Nelle baraccopoli di Manila, l’undicenne Ginto lotta per sopravvivere e sogna di diventare un gangster. Il suo modo per sfuggire alla realtà è fare viaggi psichedelici con il suo migliore amico, entrambi sotto l’effetto di droghe, mentre sua sorella Asia si prostituisce con la speranza di costruirsi una vita migliore. Nel frattempo, il turista olandese Michael arriva in città con l’intenzione di festeggiare il Natale con la fidanzata filippina conosciuta online, salvo scoprire di essere stato truffato: tradito e distrutto, Michael scende negli abissi del quartiere a luci rosse della città e quando incontra Asia e Ginto le cose prendono una piega drammatica, trascinando tutti in un brutale giardino delle delizie terrene.
Biografia
regista

Morgan Knibbe
(Olanda) ha ottenuto diversi riconoscimenti internazionali con il cortometraggio Shipwreck (2014) e nello stesso anno ha diretto anche il documentario Those Who Feel the Fire Burning (2014), candidato olandese agli Oscar. Presentato in anteprima all’IDFA, il film ha ottenuto inoltre tre Golden Calf e una nomination agli European Film Awards. Con il successivo corto documentario The Atomic Soldiers (2018) ha vinto ancora un Golden Calf e il premio principale del Dutch Directors Guild.

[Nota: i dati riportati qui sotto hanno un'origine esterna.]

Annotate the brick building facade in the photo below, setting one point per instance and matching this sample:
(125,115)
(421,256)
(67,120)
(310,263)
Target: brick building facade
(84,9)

Ha inoltre diretto alcuni episodi della serie Netflix Human Playground: un mondo di sport (2022), che esplora le origini e l’evoluzione del gioco e dello sport nel mondo.
FILMOGRAFIA
A Twist in the Fabric of Space (cm, 2012), Shipwreck (cm, 2014), Those Who Feel the Fire Burning (doc, 2014), The Atomic Soldiers (cm, doc, 2018), What Does a Nuclear Bomb Explosion Feel Like? (video, cm, 2018), Human Playground: un mondo di sport (tv, 2022), The Garden of Earthly Delights (2025).
Dichiarazione
regista
«Per come la vedo io, viviamo in un’economia globale in cui i corpi vengono sfruttati, sia nelle fabbriche che sfruttano il lavoro di tantissime persone con salari bassissimi, sia nelle miniere, nelle piantagioni o nei bordelli. Alla ricerca del costo del lavoro più basso possibile, le multinazionali continuano a fare leva sui più vulnerabili, sfruttando risorse e dissanguando le ex colonie, mentre le persone in Occidente godono di una ricchezza sproporzionata. È per questo che ho iniziato a scrivere The Garden of Earthly Delights, cecando di spingere il pubblico a riconoscere e accettare l’umanità di chi è stato disumanizzato per secoli. Il film invita il pubblico a confrontarsi con una storia che troppo spesso abbiamo scelto di ignorare».